Family dynamic, international travel shapes freshman’s outlook

11/07/19

Jacob Gathje ’20

Previously published in “The Mount” a publication produced by the staff of Mount Michael’s Journalism team. Follow the journalism team via Facebook, Twitter, Instagram and YouTube links on https://mountonline.org

By JACOB GATHJE ’21

At a boarding high school, students come from a variety of places and backgrounds. Some enter the school during their first weeks within the United States, while others enroll having known and been around the school for years.

Griffin Dyche ‘23 is one student who comes from a unique background. His mother decided that he would attend Mount Michael when he was a toddler.

Griffin Dyche ’23

“Even before Griffin was born, I had hoped my son would attend Mount Michael,” his mother, Katherine Dyche, said. “I have met and worked with several graduates of the Mount and each of these men stood apart as men of integrity and honor.
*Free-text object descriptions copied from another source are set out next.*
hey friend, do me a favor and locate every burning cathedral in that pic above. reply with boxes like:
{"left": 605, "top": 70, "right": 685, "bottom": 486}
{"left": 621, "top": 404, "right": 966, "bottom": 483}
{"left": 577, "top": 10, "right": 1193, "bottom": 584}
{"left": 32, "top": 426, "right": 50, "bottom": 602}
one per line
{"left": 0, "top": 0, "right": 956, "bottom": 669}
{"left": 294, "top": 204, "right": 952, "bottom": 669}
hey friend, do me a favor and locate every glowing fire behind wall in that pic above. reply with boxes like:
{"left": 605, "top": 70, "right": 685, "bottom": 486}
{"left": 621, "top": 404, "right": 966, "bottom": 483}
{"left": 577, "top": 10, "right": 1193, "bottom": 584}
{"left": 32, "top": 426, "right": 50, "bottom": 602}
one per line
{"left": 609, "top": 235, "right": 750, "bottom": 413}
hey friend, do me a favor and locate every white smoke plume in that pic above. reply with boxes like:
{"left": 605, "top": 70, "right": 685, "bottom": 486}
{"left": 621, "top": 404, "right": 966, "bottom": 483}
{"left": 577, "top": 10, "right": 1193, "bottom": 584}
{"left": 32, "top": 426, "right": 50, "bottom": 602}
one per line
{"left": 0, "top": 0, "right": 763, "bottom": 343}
I hope Griffin will gain similar values during his time there.”

Along with the traits of the Benedictine values, Griff has discovered other positives at the school.

“I think it has a lot more freedom than other schools,” he said. “You can sign out of study hall and go around the grounds.”

Even though he enjoys freedoms other schools might not necessarily provide, he and his class are still discovering some of its boundaries as boarding students.

“[Boarding] has been nice, except for when we had to stay up until midnight writing out the handbook,” he said. “Some kids were messing around and making noise.”

With the barrack-style dorms freshmen live in during their first year, most students may find this hectic living situation to be hard to handle. However, he is used to this, coming from a family with eight children.

He lives with four of his sisters; however, none of his siblings are blood-related, as all of them are adopted.
“I don’t know my birth mom,” Dyche said. “Only two of my siblings do.”

Despite never meeting his birth mother, his adoptive mother and her relationship with her best friend have allowed him and his siblings to experience parts of their lives abroad.

“I have a friend from Madrid who is like a sister to me,” Katherine Dyche said. “We hatched a plan when our children were infants to exchange them around 12 or 13 years old. When a person begins to travel at a young age, that person is open to assimilating new experiences into their perspective in a way that older people may not.”

This exchange of children has become a tradition for the Dyche family. When Griffin went, he experienced a variety of what Europe has to offer.

“He spent a good two weeks hiking in the mountains with other teens in Spain before going to France,” Katherine Dyche said. “In France, he stayed with a family on a farm to have some experience of daily life in agricultural Normandy. While there, he toured some World War I battle sites and cemeteries like the battlefield of Verdun. After his time in France, Griffin returned to the south of Spain, taking a sailing course and doing some surfing.”

While some parents may have concerns about sending a middle school student overseas for the summer, Katherine Dyche saw it as a positive experience for her son.

“Our intention when we sent Griffin to Europe was to offer him the opportunity to welcome other cultures and experiences,” she said.

All of these different situations have developed what his mother believes to be his greatest trait: optimism.

“Griffin is an optimist,” she said. “He assumes the best in others. This made it very easy to send him to Mount Michael or to Europe for the summer knowing he would be open to meeting new people and trying new activities.”